The kids ducked under the woolly coverlet, hiding their heads.

"Sit down," the shepherd said. "If you are friends, I will offer you the hospitality of this table." He started to roll a cigarette out of a fragment of newspaper.

"There are cigarettes in my pocket," Hall suggested. "Cuban cigarettes. Perhaps you would like one."

The shepherd rose from his own bench without a word, found the cigarettes, put two in the mouths of Hall and Segador.
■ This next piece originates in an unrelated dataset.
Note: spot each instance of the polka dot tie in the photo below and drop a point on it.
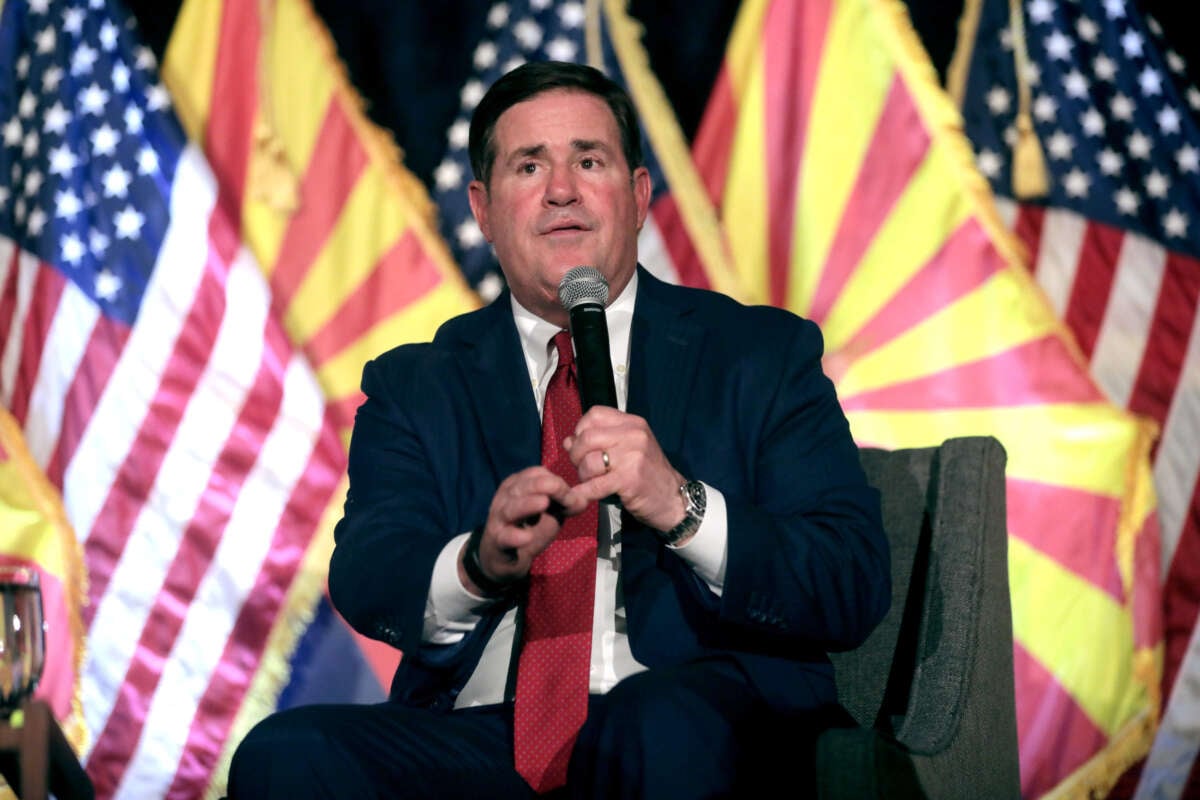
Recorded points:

He struck a rope lighter, started their cigarettes. Then, still without speaking, he finished rolling his own cigarette and lit it. "If you are fifth columnists," he said, "I spit on your cigarettes." There was no rancor in his statement; it was a polite expression of simple logic.

His wife returned in a few minutes. She was with a nervous little white-haired man who clung to the waistband of his alpaca trousers. He carried a shiny alpaca jacket in his free arm—this and the steel-framed glasses on his ancient nose were his badges of authority.
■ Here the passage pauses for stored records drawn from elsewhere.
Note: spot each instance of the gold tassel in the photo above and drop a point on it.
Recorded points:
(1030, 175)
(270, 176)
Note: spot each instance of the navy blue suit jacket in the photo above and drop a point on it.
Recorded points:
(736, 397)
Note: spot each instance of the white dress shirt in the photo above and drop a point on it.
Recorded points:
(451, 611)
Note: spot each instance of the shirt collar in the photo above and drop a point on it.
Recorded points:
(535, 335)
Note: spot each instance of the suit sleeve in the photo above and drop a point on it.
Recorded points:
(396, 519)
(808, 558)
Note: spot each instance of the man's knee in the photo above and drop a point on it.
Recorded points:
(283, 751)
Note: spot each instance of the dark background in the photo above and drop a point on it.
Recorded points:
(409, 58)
"This is Bustamente the Notary," the shepherd said.

Bustamente fingered his glasses. "Yes," he said, alive to the importance of the moment. "I am the Notary." He squinted down his nose at the two men.

"Major Diego Segador, of the Republic. And this is my colleague, Major Angel Blanco, of the Cuban Army."

"They fell from the sky," the shepherd said. "Like fifth columnists."